Kennel club standards
- VDH: standard
- Fédération Cynologique Internationale: standard

= German Roughhaired Pointer =

The German Roughhaired Pointer, more commonly known and internationally recognized as the Deutsch Stichelhaar is a medium-sized breed of pointing dog developed in Germany.

== History ==
In the early 19th century there were several varieties of rough-haired pointers found throughout Germany, with few attempts at standardising them as breeds. At some point in the development of the German Roughhaired Pointer, old German shepherd dog blood was introduced; the word stichelhaariger in the breed name translates to rough-haired, reflective of this blood. Nearly extinct by the middle of the century, the Roughhaired Pointer was saved through the efforts of a single breeder, and in the second half of the century serious attempts were made to standardise the type. By the end of the century it was accepted as a district breed.

The German Roughhaired Pointer has never been as popular as the other German pointer breeds and is rarely if ever seen outside of Germany.

== Description ==
The German Roughhaired Pointer is a medium-sized breed; their appearance is very similar to the more numerous German Wirehaired Pointer and the Wirehaired Pointing Griffon. Their overall appearance is robust without being overly heavy. The breed standard states they stand between 58 and 70 cm, with dogs standing between 60 and 70 cm and bitches between 58 and 68 cm.
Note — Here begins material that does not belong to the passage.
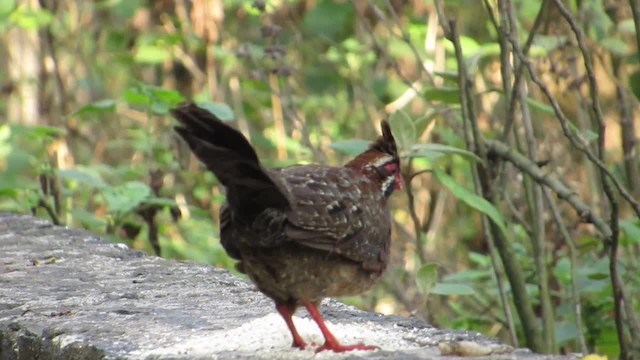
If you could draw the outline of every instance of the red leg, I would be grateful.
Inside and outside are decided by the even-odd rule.
[[[324,320],[322,319],[322,315],[318,312],[318,309],[315,305],[313,305],[309,301],[304,302],[304,307],[307,308],[309,314],[313,320],[318,324],[320,331],[322,332],[322,336],[324,336],[324,344],[320,346],[316,352],[331,350],[334,352],[345,352],[351,350],[376,350],[377,347],[371,345],[365,345],[363,343],[357,343],[353,345],[341,345],[338,340],[333,336],[333,334],[327,329],[327,326],[324,324]]]
[[[302,336],[298,334],[298,330],[296,330],[296,326],[293,324],[293,319],[291,318],[295,312],[295,307],[286,304],[276,304],[276,309],[278,309],[278,312],[282,315],[282,318],[284,318],[284,322],[287,323],[289,331],[291,331],[291,336],[293,337],[293,344],[291,344],[291,347],[299,349],[306,348],[307,343],[304,342]]]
The principal difference between the breed and the German Wirehaired Pointer is the head. It is heavier and broader, a trait it inherited from its shepherd forebears; it has hanging ears and particularly long eyebrows that give it an almost threatening appearance. The breed's stiff, harsh and bristly coat is usually 37 mm long; they can be solid brown, brown roan or light roan in colour. Some have a white patch on their chest whilst some roan examples also have brown patches in their coats.

The breed is known to be particularly aggressive towards predatory animals and wary of strangers.